Migrating from logstash forwarder to beat (filebeat)

March 7, 2016

Logstash forwarder did a great job

Alas, it had his faults.

If you’d have push backs from your logstash server(s), the logstash forwarder would enter a frenzy mode, keeping all unreported files open (including file handlers).

If you then had a sane log rotating policy, the files would be deleted, but the forwarder would keep the file handles open, causing the disk to fill up.

There was a hidden flag called "dead time" where you could configure how the maximum age of the files that the forwarder would keep open, but that didn’t always work either.

The only quick solution was to restart the forwarder.

As with that bug, soon all critical bug issues on the forwarder repository had the same message:

This will be fixed in the coming beats release.

I’d been waiting for some free time to upgrade our (BigPanda) logging pipeline to beats (filebeat), and finally, the opportunity represented itself.

Here’s some notes from the upgrade procedure.

Config files are now YAML

IMHO, a welcome change.

You’ll need to define another logstash input logstash-input-filebeat

Which is almost identical to the logstash-input-lumberjack, but notice the ssl => true which needs to be set.

The following example is the Ansible Jinja2 template we use for the filebeat logstash input:

input {
  beats {
    codec => plain {
       charset => "UTF-8"
    #codec => "rubydebug"
    port => {{ beats_port }}
    ssl => true
    ssl_certificate => "{{ logstash_certs_dest_dir }}/{{ cert_name }}.crt"
    ssl_key => "{{ logstash_certs_dest_dir }}/{{ cert_name }}.key"
    add_field => { "logstash_server" => "{{ inventory_hostname }}"  }

Back to filebeats

There’s now an option to include a config_dir!

Yay!
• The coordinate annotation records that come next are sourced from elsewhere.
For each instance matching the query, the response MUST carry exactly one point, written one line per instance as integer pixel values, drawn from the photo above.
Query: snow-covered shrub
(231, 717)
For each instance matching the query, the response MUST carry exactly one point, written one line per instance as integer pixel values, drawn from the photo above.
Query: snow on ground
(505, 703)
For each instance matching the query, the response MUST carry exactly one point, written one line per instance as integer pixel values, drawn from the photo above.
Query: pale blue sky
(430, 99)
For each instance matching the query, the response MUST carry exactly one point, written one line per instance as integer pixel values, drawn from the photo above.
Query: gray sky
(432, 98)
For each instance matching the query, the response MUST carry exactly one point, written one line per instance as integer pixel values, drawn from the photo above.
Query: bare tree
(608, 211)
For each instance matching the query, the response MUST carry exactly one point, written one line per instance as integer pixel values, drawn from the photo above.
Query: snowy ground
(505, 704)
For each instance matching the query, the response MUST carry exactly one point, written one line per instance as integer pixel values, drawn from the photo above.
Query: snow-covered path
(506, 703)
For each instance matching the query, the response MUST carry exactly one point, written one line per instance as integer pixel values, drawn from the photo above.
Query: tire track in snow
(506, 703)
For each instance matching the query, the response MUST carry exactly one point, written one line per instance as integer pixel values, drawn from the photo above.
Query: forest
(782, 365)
Finally a way to do a conf.d type solution.

Remember “dead time”?

It’s now called ignore_older, and guess what, it’s actually honored and working!

Here’s an example of the filebeat config (again an Ansible Jinja2 template):

Notice the indentation of the output option, which is not shown in the official docs for some reason.

  config_dir: "{{ beats_config_d_dir }}"
  spool_size: {{ beats_spool_size }}
    hosts: [
      {% for item in (logstash_servers | default([])) %}
        "{{ item }}:{{ beats_port }}"
          {% if not loop.last %}
          {% endif %}
      {% endfor %}
    loadbalance: true
    worker: {{ [1, ansible_processor_vcpus - 1] | max }}
    timeout: {{ beats_timeout }}
      certificate: "{{ beats_certs_dir }}/{{ cert_name }}.crt"
      certificate_key: "{{ beats_certs_dir }}/{{ cert_name }}.key"

In our case, we changed {{ beats_port }} from the default 5044 port to the port used by logstash forwarder (5043), just to simplify security groups and port openings.

And this is one of the filebeat configs loaded in the config_dir:

    - fields_under_root: true
      ignore_older: "{{ beats_dead_time }}"
      harverster_buffer_size: "{{ beats_harvester_buffer_size }}"
{% for item in beats_config_paths %}
        - "{{ item }}"
{% endfor %}
        type: "{{ beats_config_type }}"
        index_type: "{{ beats_config_index_type }}"

Small FYI, Beats automagically adds beat.name and beat.hostname to the fields.

To Summarize:

  • Config moved from json-ish to YAML.
  • File handle locks have improved drastically
  • The filebeat agent now load balances its output to all logstash servers, which spreads the load more equally between them.
  • Replace file with source in your logstash filters if you grok by it.